I'd also suggest that large out of town shopping is starting to be in decline, or at least those which are thriving are likely to be attracting people from much closer than perhaps they did in the past.
This is partly due to the density of development meaning that they can serve the same number of people without those people having to travel as far. It is also down to people being more conscious of the travelling which they do, which is highlighted to them by the level of congestion in the roads if nothing else.
Closing roads probably would cut emissions even including from congestion if it simply forced people to stop travelling because the experience is so damn awful. It would also create terrible dislocation, pollution and congestion in local communities who find themselves being 'unbypassed'.Roads require maintenance, that maintenance results in emissions.
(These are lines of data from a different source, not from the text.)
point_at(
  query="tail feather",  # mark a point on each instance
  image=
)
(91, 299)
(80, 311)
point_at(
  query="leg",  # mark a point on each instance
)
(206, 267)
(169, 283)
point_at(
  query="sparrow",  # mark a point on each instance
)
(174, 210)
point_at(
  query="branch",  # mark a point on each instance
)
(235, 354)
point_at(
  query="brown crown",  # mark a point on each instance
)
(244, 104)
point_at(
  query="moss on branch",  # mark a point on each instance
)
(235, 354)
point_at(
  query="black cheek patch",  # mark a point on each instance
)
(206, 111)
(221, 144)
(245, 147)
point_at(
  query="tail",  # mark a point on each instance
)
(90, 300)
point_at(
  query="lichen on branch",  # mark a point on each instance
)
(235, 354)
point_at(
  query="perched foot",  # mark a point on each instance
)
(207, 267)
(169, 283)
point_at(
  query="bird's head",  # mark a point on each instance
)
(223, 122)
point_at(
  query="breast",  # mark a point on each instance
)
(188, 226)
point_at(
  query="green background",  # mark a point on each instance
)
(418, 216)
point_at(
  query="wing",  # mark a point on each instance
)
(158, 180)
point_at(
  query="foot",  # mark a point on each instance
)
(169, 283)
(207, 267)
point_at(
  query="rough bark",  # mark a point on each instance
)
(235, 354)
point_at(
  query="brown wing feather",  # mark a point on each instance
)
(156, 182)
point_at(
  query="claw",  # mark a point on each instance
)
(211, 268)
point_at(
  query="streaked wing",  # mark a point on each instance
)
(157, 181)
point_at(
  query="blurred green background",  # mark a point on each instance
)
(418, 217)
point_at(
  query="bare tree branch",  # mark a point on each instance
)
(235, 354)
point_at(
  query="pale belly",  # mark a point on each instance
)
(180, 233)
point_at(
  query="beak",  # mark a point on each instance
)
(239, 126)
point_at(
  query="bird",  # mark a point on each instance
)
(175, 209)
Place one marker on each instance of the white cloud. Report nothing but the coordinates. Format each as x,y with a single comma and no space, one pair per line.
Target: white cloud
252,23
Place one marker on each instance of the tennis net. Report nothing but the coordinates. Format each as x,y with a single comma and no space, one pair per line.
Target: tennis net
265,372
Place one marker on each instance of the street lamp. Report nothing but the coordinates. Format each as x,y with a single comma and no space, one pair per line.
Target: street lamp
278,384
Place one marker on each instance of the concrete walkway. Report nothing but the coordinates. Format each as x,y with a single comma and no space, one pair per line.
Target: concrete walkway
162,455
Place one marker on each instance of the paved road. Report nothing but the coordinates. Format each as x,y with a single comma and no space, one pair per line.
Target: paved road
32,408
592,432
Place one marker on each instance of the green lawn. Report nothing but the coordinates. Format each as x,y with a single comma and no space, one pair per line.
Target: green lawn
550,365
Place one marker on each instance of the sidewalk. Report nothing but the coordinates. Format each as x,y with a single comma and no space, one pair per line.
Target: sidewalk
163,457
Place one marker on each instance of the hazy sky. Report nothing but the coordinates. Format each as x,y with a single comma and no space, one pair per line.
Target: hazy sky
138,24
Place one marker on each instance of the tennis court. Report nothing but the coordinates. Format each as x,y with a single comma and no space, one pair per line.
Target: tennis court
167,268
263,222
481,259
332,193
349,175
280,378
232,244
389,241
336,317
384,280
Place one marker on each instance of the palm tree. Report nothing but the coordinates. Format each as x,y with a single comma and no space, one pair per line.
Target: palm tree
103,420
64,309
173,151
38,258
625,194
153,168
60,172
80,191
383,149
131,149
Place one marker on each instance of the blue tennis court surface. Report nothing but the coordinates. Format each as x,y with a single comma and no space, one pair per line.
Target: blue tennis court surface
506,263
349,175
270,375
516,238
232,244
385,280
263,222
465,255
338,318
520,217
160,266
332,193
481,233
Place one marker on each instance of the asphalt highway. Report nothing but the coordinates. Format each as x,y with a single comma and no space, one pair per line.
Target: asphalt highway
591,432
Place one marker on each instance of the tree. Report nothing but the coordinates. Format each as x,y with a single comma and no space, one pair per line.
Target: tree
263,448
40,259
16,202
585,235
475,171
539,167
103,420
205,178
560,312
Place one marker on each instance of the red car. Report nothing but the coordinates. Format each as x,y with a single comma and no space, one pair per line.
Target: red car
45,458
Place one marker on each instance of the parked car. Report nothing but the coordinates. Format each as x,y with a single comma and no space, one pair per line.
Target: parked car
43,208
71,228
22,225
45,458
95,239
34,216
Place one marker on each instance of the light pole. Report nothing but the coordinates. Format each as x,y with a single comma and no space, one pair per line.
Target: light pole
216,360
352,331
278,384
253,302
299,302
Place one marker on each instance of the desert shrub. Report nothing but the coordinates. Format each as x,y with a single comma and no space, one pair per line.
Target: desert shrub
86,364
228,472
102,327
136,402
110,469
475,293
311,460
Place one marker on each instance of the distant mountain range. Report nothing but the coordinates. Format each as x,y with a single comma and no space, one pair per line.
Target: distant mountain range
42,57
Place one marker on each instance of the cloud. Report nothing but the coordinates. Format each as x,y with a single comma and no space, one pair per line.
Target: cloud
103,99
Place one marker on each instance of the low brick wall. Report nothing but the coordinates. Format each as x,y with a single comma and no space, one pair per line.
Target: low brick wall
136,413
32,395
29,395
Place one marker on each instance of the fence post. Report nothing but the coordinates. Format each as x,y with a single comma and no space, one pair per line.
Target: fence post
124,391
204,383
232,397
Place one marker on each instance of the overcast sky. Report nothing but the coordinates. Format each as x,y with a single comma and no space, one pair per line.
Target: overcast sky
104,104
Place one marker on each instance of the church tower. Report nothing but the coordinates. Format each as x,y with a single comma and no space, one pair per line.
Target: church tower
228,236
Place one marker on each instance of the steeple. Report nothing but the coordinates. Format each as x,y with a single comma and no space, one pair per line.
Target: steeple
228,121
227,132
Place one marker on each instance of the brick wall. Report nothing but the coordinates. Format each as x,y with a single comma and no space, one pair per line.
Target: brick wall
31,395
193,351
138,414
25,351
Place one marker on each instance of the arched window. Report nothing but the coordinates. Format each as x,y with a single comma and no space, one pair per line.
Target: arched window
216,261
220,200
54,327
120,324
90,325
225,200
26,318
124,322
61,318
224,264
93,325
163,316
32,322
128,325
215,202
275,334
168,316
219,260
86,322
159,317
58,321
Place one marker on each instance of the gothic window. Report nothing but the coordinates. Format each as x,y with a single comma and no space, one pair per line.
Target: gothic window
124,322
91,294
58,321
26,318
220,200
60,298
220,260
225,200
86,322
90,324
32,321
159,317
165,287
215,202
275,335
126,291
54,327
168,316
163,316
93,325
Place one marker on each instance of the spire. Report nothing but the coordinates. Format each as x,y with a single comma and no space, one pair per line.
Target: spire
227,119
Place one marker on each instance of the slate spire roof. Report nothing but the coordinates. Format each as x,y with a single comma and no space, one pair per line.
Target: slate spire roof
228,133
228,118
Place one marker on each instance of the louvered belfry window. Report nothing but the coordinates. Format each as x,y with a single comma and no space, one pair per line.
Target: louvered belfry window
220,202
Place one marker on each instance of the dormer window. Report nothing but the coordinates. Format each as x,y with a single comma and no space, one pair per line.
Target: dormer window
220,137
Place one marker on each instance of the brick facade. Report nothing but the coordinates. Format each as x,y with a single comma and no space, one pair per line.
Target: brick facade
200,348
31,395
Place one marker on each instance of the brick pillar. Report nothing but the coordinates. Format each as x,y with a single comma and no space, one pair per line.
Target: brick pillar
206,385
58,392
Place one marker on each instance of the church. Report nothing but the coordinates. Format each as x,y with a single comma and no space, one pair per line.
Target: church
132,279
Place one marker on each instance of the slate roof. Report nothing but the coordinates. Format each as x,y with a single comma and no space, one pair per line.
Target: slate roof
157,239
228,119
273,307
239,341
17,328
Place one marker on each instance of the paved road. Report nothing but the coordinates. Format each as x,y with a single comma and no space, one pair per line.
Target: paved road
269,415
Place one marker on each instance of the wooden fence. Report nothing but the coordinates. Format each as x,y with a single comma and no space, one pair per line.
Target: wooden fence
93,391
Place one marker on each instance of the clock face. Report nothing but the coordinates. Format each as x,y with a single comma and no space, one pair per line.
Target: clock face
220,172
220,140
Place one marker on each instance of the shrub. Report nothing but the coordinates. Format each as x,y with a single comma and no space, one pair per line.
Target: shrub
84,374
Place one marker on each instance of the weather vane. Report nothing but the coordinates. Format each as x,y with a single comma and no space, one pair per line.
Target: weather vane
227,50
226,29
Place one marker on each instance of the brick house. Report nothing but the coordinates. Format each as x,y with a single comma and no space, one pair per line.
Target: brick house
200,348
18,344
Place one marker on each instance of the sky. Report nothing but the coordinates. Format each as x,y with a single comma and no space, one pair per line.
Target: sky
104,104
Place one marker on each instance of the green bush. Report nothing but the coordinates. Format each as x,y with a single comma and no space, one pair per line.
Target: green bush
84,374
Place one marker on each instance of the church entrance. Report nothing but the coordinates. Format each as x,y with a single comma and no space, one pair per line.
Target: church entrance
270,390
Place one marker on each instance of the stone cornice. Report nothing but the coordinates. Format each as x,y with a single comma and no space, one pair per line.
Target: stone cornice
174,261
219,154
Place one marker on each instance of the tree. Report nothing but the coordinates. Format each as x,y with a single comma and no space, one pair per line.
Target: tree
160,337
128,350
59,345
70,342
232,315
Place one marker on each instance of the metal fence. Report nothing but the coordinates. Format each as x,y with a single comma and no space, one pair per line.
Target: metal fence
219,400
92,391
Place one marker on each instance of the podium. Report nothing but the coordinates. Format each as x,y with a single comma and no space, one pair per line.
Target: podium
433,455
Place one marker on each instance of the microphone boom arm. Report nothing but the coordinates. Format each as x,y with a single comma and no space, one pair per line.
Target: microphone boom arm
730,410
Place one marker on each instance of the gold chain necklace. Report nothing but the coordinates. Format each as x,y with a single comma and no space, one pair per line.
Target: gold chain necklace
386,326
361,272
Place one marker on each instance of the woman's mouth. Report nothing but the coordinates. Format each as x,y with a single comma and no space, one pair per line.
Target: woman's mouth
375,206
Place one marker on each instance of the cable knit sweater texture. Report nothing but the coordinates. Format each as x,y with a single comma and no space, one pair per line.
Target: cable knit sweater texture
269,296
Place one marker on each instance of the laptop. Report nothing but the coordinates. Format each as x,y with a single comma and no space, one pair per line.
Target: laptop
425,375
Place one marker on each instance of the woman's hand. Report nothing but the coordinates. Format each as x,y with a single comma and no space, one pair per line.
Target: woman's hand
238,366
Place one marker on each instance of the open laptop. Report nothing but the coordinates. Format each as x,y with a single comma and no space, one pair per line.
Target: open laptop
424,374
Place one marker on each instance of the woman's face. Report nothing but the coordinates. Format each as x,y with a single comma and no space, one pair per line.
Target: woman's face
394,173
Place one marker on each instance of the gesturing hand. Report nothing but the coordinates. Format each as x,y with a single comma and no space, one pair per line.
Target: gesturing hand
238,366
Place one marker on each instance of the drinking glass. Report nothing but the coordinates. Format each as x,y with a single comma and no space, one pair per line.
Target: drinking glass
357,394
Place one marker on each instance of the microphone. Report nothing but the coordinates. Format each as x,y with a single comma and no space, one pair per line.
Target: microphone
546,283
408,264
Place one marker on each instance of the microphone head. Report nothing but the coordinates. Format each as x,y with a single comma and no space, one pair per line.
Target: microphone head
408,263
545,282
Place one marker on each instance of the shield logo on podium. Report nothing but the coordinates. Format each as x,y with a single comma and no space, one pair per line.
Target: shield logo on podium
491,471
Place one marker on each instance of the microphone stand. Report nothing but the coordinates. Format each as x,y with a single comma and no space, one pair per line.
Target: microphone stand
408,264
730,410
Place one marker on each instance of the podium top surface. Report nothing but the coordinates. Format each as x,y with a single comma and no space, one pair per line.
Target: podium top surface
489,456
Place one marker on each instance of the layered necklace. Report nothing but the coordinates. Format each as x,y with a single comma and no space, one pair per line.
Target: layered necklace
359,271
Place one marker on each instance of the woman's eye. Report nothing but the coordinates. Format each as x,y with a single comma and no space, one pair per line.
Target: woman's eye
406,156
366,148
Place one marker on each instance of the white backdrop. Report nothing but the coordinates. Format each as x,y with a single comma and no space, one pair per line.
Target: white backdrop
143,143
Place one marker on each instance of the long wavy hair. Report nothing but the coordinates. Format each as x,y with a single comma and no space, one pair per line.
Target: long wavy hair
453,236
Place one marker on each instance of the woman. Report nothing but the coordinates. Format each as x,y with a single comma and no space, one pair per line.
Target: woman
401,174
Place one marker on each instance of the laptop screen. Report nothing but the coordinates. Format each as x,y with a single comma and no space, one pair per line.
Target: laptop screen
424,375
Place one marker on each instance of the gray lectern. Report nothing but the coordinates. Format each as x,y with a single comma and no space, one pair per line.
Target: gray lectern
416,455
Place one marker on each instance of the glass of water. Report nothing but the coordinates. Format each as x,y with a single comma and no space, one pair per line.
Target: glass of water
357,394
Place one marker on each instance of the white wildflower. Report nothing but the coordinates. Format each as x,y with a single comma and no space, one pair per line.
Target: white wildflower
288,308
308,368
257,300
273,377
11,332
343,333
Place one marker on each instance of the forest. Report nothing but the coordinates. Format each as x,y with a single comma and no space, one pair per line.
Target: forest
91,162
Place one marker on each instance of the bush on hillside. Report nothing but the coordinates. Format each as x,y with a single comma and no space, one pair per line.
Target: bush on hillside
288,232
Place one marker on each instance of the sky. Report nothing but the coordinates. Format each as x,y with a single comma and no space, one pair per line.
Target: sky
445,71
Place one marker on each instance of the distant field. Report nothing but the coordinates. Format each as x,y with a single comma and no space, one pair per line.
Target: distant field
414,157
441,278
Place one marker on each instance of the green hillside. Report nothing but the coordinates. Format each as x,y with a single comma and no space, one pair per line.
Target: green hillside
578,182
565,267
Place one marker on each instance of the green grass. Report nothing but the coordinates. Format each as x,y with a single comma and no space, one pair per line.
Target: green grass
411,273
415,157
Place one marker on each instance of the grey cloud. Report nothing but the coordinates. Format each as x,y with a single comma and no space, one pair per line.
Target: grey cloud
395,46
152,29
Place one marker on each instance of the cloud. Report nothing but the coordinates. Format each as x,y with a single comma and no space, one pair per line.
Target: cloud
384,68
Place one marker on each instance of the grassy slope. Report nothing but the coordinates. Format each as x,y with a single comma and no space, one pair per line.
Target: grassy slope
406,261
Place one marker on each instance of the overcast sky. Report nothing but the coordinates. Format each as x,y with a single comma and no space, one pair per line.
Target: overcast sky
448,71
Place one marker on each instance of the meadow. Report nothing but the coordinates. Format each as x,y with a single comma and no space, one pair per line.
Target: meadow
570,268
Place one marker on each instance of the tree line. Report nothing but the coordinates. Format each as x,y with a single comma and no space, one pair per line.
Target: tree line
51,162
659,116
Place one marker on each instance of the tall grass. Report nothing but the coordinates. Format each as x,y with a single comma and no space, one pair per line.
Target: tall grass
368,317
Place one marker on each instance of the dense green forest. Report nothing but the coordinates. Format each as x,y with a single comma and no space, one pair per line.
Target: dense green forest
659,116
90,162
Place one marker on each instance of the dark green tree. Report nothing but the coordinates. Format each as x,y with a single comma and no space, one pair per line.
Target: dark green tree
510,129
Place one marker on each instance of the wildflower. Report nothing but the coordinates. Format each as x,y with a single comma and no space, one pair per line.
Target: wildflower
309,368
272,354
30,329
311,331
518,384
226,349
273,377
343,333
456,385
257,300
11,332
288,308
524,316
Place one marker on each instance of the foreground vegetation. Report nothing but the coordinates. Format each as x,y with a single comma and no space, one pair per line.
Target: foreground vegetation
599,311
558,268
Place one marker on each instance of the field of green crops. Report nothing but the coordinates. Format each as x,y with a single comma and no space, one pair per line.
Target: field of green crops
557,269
As an example the Highways England emissions from their assets is 330,000 tonnes a year.
Therefore if we can reduce the account of road space we need by using better use of the road surface that we have it would reduce the amount of maintenance required.
The other thing to bear in mind is that an EV car will (assuming it is driven for 150,000 miles) will result emissions of ~75g/km. Whilst a cycle (even an electric one) would result in a lot less emissions.
By people cycling they require less triad space, for those who can't cycle of they can go by bus or train they take up less roadspace than if they drive.
As an example, transport planners (when working out capacities) assign vehicles a value relative to a car. A bus is counted as two cars, so a bus carrying 15 people is more space efficient than two cars with 5 people in each. However most buses can easily carry 50 people and most cars have an average of not quite 2 people. Which means that the now people who walk, cycle and use public transport the less roadspace we need to maintain.
By removing cars from being a good option for key journeys you reduce the likelihood of people owning a car (or at least owing a second car in a household).
EV cars will reduce our emissions, however the best way to reduce emissions is not to use a car unless there's no viable option (this could include walking short trips).